MDEV-31067: selectivity_from_histogram >1.0 for a DOUBLE_PREC_HB histogram

Variant #2. When Histogram::point_selectivity() sees that the point value of interest falls into one bucket, it tries to guess whether the bucket has many different (unpopular) values or a few popular values. (The number of rows is fixed, as it's a Height-balanced histogram). The basis for this guess is the "width" of the value range the bucket covers. Buckets covering wider value ranges are assumed to contain values with proportionally lower frequencies. This is just a [brave] guesswork. For a very narrow bucket, it may produce an estimate that's larger than total #rows in the bucket or even in the whole table. Remove the guesswork and replace it with basic logic: return either the per-table average selectivity of col=const, or selectivity of one bucket, whichever is lower.
2025-07-29 05:21:33 +03:00 · 2023-04-19 15:15:27 +03:00
parent bc970573b3
commit 85cc831880
5 changed files with 234 additions and 53 deletions
--- a/sql/sql_statistics.cc
+++ b/sql/sql_statistics.cc
@ -3902,50 +3902,16 @@ double Histogram::point_selectivity(double pos, double avg_sel)
  }
  else
  {
-    /* 
+    /*
      The value 'pos' fits within one single histogram bucket.

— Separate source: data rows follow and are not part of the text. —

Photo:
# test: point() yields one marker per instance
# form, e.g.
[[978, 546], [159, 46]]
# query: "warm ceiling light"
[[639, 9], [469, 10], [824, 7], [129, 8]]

-      Histogram buckets have the same numbers of rows, but they cover
-      different ranges of values.
-
-      We assume that values are uniformly distributed across the [0..1] value
-      range.
-    */
-
-    /* 
-      If all buckets covered value ranges of the same size, the width of
-      value range would be:
+      We also have avg_sel which is per-table average selectivity of col=const.
+      If there are popular values, this may be larger than one bucket, so 
+      cap the returned number by the selectivity of one bucket.
    */
    double avg_bucket_width= 1.0 / (get_width() + 1);
-    
-    /*
-      Let's see what is the width of value range that our bucket is covering.
-        (min==max currently. they are kept in the formula just in case we 
-         will want to extend it to handle multi-bucket case)
-    */
-    double inv_prec_factor= (double) 1.0 / prec_factor(); 
-    double current_bucket_width= 
-        (max + 1 == get_width() ?  1.0 : (get_value(max) * inv_prec_factor)) -
-        (min == 0 ?  0.0 : (get_value(min-1) * inv_prec_factor));

-    DBUG_ASSERT(current_bucket_width); /* We shouldn't get a one zero-width bucket */
-
-    /*
-      So:
-      - each bucket has the same #rows 
-      - values are unformly distributed across the [min_value,max_value] domain.
-
-      If a bucket has value range that's N times bigger then average, than
-      each value will have to have N times fewer rows than average.
-    */
-    sel= avg_sel * avg_bucket_width / current_bucket_width;
-
-    /*
-      (Q: if we just follow this proportion we may end up in a situation
-      where number of different values we expect to find in this bucket
-      exceeds the number of rows that this histogram has in a bucket. Are 
-      we ok with this or we would want to have certain caps?)
-    */
+    sel= MY_MIN(avg_bucket_width, avg_sel);
  }
  return sel;
 }